Evaluation of Design Guidelines for the Serviceability Assessment of Aluminum Pedestrian Bridges

Abstract

Serviceability issues related to lightweight pedestrian bridges have attracted a great deal of attention in the literature since the London Millennium Bridge incident, which involved large amplitude motions during its inauguration. Various design recommendations have since been proposed to quantify the steady-state resonant response and to mitigate excessive levels of vibration in slender pedestrian bridges. In the current study, design provisions currently used in North America and Europe are evaluated. Two full-scale aluminum pedestrian bridges were tested in the laboratory, and their performance in terms of meeting serviceability limits under pedestrian walking loads was assessed in accordance with a number of guidelines and standards. The experiments involved walking tests under different pedestrian densities. The results show significant differences in the predicted responses, which are mainly attributable to differences in the DLFs adopted in the guidelines, lack of guidance on the appropriate walking speeds in crowd loading conditions, and the factor scaling the individual pedestrian load to multiple pedestrians.
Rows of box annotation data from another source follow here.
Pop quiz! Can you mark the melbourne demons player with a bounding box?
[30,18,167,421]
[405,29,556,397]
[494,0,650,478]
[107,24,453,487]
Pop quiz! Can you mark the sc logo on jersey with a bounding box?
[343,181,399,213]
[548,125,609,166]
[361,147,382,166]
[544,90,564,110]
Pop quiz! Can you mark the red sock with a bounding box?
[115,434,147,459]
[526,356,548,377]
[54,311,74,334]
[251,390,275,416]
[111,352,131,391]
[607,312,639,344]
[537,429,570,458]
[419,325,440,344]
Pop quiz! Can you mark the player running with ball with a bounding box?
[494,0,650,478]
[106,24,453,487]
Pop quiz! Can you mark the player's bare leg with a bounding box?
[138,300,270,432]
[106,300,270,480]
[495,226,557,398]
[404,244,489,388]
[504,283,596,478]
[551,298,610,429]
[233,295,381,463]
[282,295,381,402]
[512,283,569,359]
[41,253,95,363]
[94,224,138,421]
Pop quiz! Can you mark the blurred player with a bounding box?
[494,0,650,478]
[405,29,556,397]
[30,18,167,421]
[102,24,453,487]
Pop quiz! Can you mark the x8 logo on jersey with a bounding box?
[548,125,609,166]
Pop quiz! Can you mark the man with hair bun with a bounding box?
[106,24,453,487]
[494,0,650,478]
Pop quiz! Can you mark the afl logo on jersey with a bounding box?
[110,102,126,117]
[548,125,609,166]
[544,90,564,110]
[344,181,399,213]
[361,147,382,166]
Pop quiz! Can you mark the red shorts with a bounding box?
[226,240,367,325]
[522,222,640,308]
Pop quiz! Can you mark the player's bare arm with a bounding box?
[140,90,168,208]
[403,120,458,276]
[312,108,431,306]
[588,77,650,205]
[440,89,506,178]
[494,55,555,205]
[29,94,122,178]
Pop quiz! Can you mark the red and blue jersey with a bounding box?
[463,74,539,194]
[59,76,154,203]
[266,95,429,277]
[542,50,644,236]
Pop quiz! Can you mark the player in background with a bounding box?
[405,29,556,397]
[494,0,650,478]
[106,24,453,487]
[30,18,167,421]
The results after applying the guidelines were found unconservative in the lateral direction. The simulated results showed sensitivity to changes in the natural frequency due to the added mass of pedestrians, which becomes especially important in lightweight bridges. Recommendations to address these issues and to reconcile the differences between the various guidelines and standards and with measurements, based on results already available in the literature, are proposed.